Kemudian, giliran ibu dari anak itu yang maju berdiri disamping rumah mereka. Wanita itu menurunkan hujan gerimis dari atas langit. Hanya awan diatas rumah itu saja yang terlihat mendung hitam pekat. Air hujan turun dari awan tanpa petir itu. Mengguyur sisa-sisa api yang membara, menyelamatkan rumah mereka dan pohon-pohon yang terbakar.

Asap kelabu mengepul dari sisa-sisa batang pohon kelapa yang terbakar, membuat gadis kecil menangis hingga terbatuk-batuk. Gadis kecil itu mencari-cari kedua orang tuanya yang tiba-tiba menghilang bak ditelan bumi.

Disana, didepan rumah mungil yang setengah terbakar gadis kecil itu meraung memanggil ayah dan ibunya. Hanya ada angin berhembus kencang sebagai jawaban atas panggilan gadis kecil tersebut. Hal itu yang membuat tangis sang gadis kecil semakin keras dan terdengar pilu. Hingga membuat Petra terbangun dengan jeritan tertahan.
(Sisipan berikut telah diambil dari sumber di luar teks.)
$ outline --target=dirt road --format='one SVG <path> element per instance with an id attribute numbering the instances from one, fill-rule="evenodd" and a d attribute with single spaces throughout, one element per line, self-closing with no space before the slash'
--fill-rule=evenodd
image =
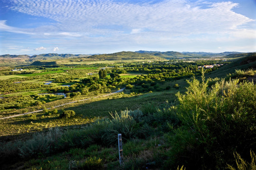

Keringat dingin membasahi sekujur tubuh Petra. Terengah-engah seperti habis berlari kencang. Kemudian, saat Petra mencoba melihat sekeliling kamar yang gelap. Jam dinding menunjukkan pukul tiga pagi. Masih terlalu dini untuk bangun tetapi Petra juga tidak bisa melanjutkan tidurnya kembali. Mimpi itu benar-benar mengguncang Petra hingga membuat badannya menggigil ngeri.

"Kenapa...kenapa aku merasa kalau anak kecil itu adalah aku?" bisik Petra sangat lirih.

Kedua tangan Petra letakkan didada. Masih mencoba mengatur napas dan berusaha menyakinkan diri kalau tadi itu benar-benar hanya sebuah mimpi, bukan bagian dari masa lalunya yang tidak bisa ia ingat.